Building on these points: knowledge and collaboration aren’t different kinds of blogs — they are different stages in the lifecycle of the same post.
For example, at Socialtext, we use a team weblog to collaborate on the release process, logging process steps, and keeping the team up to date. Once the release is done, the posts serve as an archive. Because Socialtext uses a wiki repository, blog posts can be linked to by name, and updated later.
A post starts as live collaboration, and turns into a knowledge base over time.
Also, today’s technology is blurring the distinction between individual and group blogs in a corporate and community settings. Aggregators, portals, and metablogs pull together individual blogs into combined views of the conversation in the community.

Augmented meetings

Neural implants are a science fiction cliche — folks in the future have the net wired into their brains.
Leave off the wetware, and the experience is here today.
In his write-up about blogon,Jerry Michalski comments on the discomfort of not having meetings augmented by Social Software:

It’s a slightly spooky scenario, but I’ll confess to having wished for a heads-up display that projects inside a pair of glasses who’s who at a cocktail party, including who used to work with whom, who’s friends with whom (hey, orkut) and who’s dating whom.

.
Ross Mayfield adds,

At Socialtext, our meetings are augmented by voice, IRC (with a bot to post to the wiki) and Workspace. By the end of each meeting, enough artifacts are captured in a social context to enable group memory.
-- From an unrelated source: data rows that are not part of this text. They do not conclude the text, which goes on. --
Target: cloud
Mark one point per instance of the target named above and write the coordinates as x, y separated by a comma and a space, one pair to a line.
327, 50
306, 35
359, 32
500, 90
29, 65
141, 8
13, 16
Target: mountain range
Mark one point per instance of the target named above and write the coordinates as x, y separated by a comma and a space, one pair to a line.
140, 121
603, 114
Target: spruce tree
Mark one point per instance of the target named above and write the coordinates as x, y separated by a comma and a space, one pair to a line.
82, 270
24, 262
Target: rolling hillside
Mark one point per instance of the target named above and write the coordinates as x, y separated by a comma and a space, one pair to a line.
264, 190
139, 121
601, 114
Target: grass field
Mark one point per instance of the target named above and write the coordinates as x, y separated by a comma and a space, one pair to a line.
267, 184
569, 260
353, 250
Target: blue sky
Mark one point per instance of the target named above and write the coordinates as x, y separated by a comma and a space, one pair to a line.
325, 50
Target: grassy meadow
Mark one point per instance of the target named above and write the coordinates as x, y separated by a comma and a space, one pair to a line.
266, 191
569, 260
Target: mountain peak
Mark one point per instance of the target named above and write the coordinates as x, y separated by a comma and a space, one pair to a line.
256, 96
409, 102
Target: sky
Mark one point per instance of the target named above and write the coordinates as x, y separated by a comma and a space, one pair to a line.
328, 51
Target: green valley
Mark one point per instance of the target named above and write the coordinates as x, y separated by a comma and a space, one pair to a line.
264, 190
Similar to using an Eventspace at a conference. When we meet in person we find it to be terribly inefficient. But that said, there is no such thing as virtual beer, the kind of schmooze we go to events for anyway.

Perhaps the the meaning time spent together in person has already changed without us knowing it. One of my favorite Pete Kaminski quotes — time together in person is too important to spend working.

Technorati Bricolage

Wrote a little Technorati plugin in Kwiki, running here, and in Socialtext Will put it up on a public ST wiki in the next few days, too. All the better to keep track of the blogging of OSCON.
It’s a proof of concept on the ease of moving plugins between Kwiki, a super-modular geek-friendly wiki, and Socialtext, the business-friendly workspace application build on Kwiki. The core object model and formatter are identical, so migration was easy.

Groupforming around the INDUCE Act

An impromptu discussion group gathered in Ed Felten’s blog comments as the Senate Judiciary Committee discussed the INDUCE act, another bill that bans innovative technology in the guise of protecting copyright.
I picked up a link to the hearing from a blog, discussed on #joiito at the time, and found the Felten conversation yesterday, through a Technorati search.
Technology vendors and tech activists were able to swarm and organize strong, cohesive opposition to the bill, which was submitted close to a deadline.
Unlike the DMCA a decade ago, technology vendors and public interest groups like EFF and Public Knowledge are sticking together, and acting cohesively to fight threats to innovation and creativity.
It’s incredibly cool for interested citizens to be able to organize an ad-hoc crowd to watch the hearings. I can’t wait for the day when the senate committee will use Technorati and its cousins, and the virtual gallery will be visible to the government.